2. Eliminate the death tax immediately. The Republican bill is flawed. It gets rid of the death tax in 10 years. That'll never happen. Even Democrat Rep. Charles Rangel of New York wants the tax rate lower in the first few years than the namby-pamby Republican bill. Repeal the death tax all of it right now. Estates should be taxed, if at all, at the capital gains rate.

3. Cut the capital gains tax to 15 percent now. The last capital gains tax cut was an unqualified success: higher revenues, more savings and a surge in asset values. All the arguments against the cap-gains cut are now demonstrably wrong. Moreover, the cap-gains cut would be the single best way to revive the NASDAQ, which is down more than 40 percent over the past year.

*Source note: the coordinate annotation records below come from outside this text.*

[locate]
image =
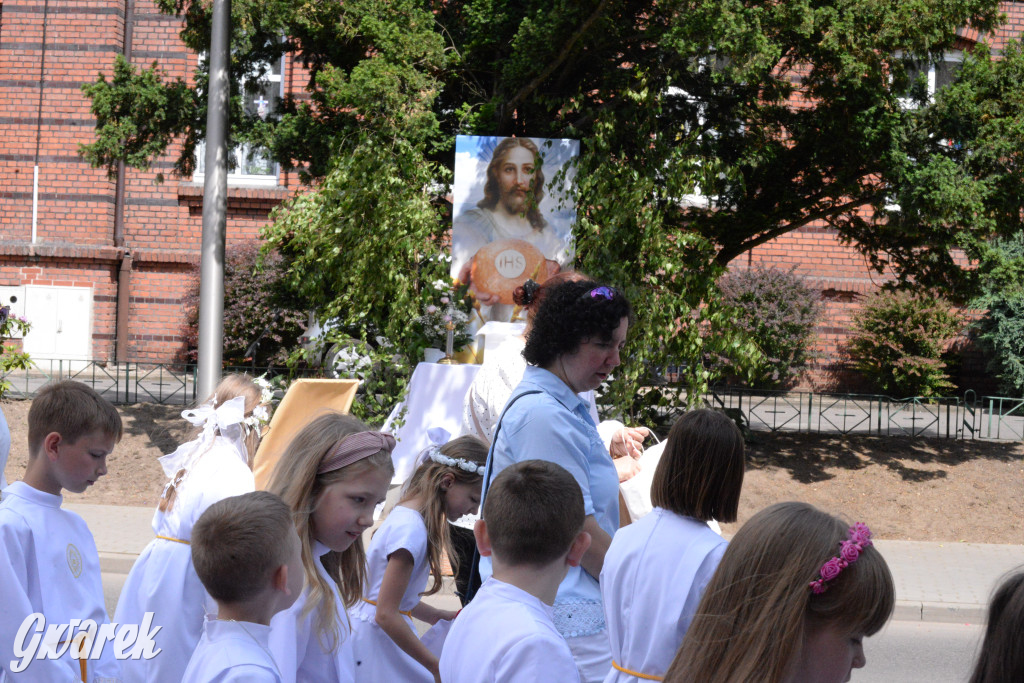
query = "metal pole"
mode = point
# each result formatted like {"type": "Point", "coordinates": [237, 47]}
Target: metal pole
{"type": "Point", "coordinates": [211, 291]}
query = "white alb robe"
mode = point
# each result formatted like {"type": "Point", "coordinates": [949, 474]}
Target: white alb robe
{"type": "Point", "coordinates": [654, 572]}
{"type": "Point", "coordinates": [297, 648]}
{"type": "Point", "coordinates": [232, 652]}
{"type": "Point", "coordinates": [48, 564]}
{"type": "Point", "coordinates": [506, 635]}
{"type": "Point", "coordinates": [377, 656]}
{"type": "Point", "coordinates": [163, 580]}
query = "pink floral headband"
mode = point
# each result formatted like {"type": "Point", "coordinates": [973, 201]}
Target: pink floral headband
{"type": "Point", "coordinates": [849, 551]}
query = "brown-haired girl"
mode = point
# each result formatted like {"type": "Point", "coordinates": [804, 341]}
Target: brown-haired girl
{"type": "Point", "coordinates": [656, 568]}
{"type": "Point", "coordinates": [404, 551]}
{"type": "Point", "coordinates": [333, 475]}
{"type": "Point", "coordinates": [795, 595]}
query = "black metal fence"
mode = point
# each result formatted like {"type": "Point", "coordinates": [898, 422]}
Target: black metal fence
{"type": "Point", "coordinates": [128, 382]}
{"type": "Point", "coordinates": [947, 417]}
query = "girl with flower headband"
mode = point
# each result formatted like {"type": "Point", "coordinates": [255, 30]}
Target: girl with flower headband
{"type": "Point", "coordinates": [408, 548]}
{"type": "Point", "coordinates": [214, 465]}
{"type": "Point", "coordinates": [795, 595]}
{"type": "Point", "coordinates": [333, 475]}
{"type": "Point", "coordinates": [657, 567]}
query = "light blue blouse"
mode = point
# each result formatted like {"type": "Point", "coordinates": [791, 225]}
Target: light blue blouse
{"type": "Point", "coordinates": [555, 425]}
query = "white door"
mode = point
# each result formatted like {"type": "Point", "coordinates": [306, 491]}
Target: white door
{"type": "Point", "coordinates": [61, 323]}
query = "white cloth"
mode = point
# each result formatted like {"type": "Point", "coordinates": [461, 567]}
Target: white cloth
{"type": "Point", "coordinates": [493, 386]}
{"type": "Point", "coordinates": [298, 650]}
{"type": "Point", "coordinates": [163, 580]}
{"type": "Point", "coordinates": [48, 564]}
{"type": "Point", "coordinates": [653, 577]}
{"type": "Point", "coordinates": [232, 652]}
{"type": "Point", "coordinates": [378, 658]}
{"type": "Point", "coordinates": [434, 399]}
{"type": "Point", "coordinates": [4, 449]}
{"type": "Point", "coordinates": [506, 635]}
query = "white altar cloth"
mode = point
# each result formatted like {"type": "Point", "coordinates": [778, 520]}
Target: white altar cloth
{"type": "Point", "coordinates": [435, 397]}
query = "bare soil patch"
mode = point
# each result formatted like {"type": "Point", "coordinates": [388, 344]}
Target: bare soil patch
{"type": "Point", "coordinates": [905, 488]}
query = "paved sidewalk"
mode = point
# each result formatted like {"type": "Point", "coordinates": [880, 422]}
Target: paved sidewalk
{"type": "Point", "coordinates": [935, 582]}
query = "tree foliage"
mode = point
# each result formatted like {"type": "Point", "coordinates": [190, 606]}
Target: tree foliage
{"type": "Point", "coordinates": [256, 306]}
{"type": "Point", "coordinates": [898, 341]}
{"type": "Point", "coordinates": [709, 127]}
{"type": "Point", "coordinates": [1000, 329]}
{"type": "Point", "coordinates": [778, 310]}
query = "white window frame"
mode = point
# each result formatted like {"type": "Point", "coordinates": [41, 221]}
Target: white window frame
{"type": "Point", "coordinates": [949, 56]}
{"type": "Point", "coordinates": [235, 175]}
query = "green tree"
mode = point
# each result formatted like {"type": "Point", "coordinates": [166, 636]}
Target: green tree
{"type": "Point", "coordinates": [709, 127]}
{"type": "Point", "coordinates": [999, 331]}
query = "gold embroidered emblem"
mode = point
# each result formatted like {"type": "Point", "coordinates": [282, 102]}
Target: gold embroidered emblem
{"type": "Point", "coordinates": [74, 560]}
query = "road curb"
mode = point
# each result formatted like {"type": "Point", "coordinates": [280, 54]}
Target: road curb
{"type": "Point", "coordinates": [117, 562]}
{"type": "Point", "coordinates": [938, 612]}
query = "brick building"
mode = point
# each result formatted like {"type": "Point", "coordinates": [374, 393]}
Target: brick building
{"type": "Point", "coordinates": [100, 265]}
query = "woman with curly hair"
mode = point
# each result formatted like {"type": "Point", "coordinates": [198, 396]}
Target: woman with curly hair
{"type": "Point", "coordinates": [574, 343]}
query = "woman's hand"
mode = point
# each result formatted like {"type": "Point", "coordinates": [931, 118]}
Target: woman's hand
{"type": "Point", "coordinates": [628, 441]}
{"type": "Point", "coordinates": [627, 468]}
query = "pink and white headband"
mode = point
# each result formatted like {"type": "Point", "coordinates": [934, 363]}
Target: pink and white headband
{"type": "Point", "coordinates": [353, 449]}
{"type": "Point", "coordinates": [859, 538]}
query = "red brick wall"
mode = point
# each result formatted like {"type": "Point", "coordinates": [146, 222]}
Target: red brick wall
{"type": "Point", "coordinates": [163, 221]}
{"type": "Point", "coordinates": [76, 203]}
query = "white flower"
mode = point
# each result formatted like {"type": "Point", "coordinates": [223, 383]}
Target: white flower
{"type": "Point", "coordinates": [266, 389]}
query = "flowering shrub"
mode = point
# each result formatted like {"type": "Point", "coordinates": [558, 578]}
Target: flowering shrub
{"type": "Point", "coordinates": [10, 357]}
{"type": "Point", "coordinates": [253, 302]}
{"type": "Point", "coordinates": [445, 303]}
{"type": "Point", "coordinates": [779, 312]}
{"type": "Point", "coordinates": [898, 341]}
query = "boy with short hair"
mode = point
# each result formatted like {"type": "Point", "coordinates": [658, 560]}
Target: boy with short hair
{"type": "Point", "coordinates": [531, 527]}
{"type": "Point", "coordinates": [248, 555]}
{"type": "Point", "coordinates": [48, 559]}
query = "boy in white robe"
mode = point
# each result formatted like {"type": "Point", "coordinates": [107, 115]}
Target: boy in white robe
{"type": "Point", "coordinates": [247, 553]}
{"type": "Point", "coordinates": [532, 530]}
{"type": "Point", "coordinates": [48, 560]}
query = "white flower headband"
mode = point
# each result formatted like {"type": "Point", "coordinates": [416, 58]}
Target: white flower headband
{"type": "Point", "coordinates": [438, 436]}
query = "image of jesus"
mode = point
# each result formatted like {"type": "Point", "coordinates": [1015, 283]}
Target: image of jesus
{"type": "Point", "coordinates": [513, 189]}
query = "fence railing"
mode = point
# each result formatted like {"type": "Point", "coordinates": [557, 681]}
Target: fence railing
{"type": "Point", "coordinates": [125, 383]}
{"type": "Point", "coordinates": [946, 417]}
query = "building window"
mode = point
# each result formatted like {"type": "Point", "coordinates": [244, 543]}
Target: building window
{"type": "Point", "coordinates": [253, 165]}
{"type": "Point", "coordinates": [938, 74]}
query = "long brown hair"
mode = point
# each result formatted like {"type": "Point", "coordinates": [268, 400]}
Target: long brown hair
{"type": "Point", "coordinates": [1001, 656]}
{"type": "Point", "coordinates": [296, 481]}
{"type": "Point", "coordinates": [426, 484]}
{"type": "Point", "coordinates": [750, 625]}
{"type": "Point", "coordinates": [238, 384]}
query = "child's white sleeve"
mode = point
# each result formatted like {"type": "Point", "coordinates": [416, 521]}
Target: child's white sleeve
{"type": "Point", "coordinates": [17, 648]}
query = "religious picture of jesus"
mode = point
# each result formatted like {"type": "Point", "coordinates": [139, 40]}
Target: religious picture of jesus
{"type": "Point", "coordinates": [512, 220]}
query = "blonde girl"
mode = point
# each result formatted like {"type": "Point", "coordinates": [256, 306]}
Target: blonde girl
{"type": "Point", "coordinates": [404, 551]}
{"type": "Point", "coordinates": [214, 465]}
{"type": "Point", "coordinates": [333, 475]}
{"type": "Point", "coordinates": [794, 597]}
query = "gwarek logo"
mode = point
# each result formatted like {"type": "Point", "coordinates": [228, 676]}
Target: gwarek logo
{"type": "Point", "coordinates": [83, 639]}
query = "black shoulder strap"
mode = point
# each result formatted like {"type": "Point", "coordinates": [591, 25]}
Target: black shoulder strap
{"type": "Point", "coordinates": [474, 570]}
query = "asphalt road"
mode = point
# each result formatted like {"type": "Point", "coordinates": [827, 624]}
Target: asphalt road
{"type": "Point", "coordinates": [920, 652]}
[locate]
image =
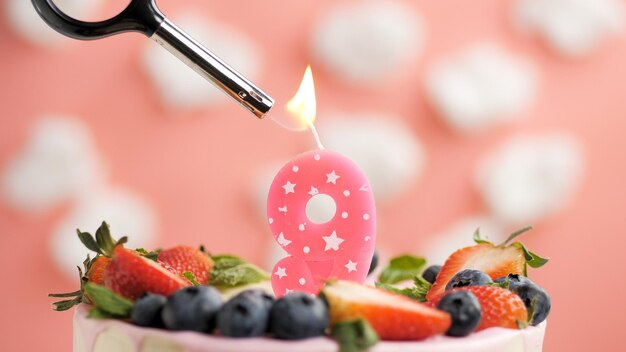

4. Don't give up on the income tax rate cuts. The rate cuts and the death tax repeal are the most economically beneficial features of the plan. In the past 18 months, Germany, Japan, France and even Russia have cut tax rates. The United States has not. What's wrong with this picture? We're losing our competitive edge. Tax rate cuts must be a nonnegotiable item in your tax plan. Sen. Charles E. Grassley, Iowa Republican, the incoming chairman of the Senate Finance Committee says that you should promote populist tax cuts with Democratic support, such as marriage penalty relief. Marriage-penalty relief is fine, but it has no supply side growth incentives. We need rate cuts.

5. Make the switch to dynamic scoring of tax policy changes. Republicans have been complaining about static revenue analysis for 20 years. Now they can and must do something about it. The GOP now has control of the computers. Fix them. A model that predicts that when we cut the capital gains rate, the Treasury is going to lose revenue when in fact it gains boat loads of revenues is worthless. Dynamic scoring is critical to selling the tax cut. This has to be done immediately.

6. End real income bracket creep. Your tax bill must insist upon indexing the tax brackets for the increase in nominal income each year. This does not cost any money in the near term but prevents the insidious hidden tax increases that cause the tax burden to rise automatically over time.

The key is to use the political process to grow the tax cut; not to shrink it. The good news is that Mr. Bush has a mandate to cut taxes. Now he's got to use it.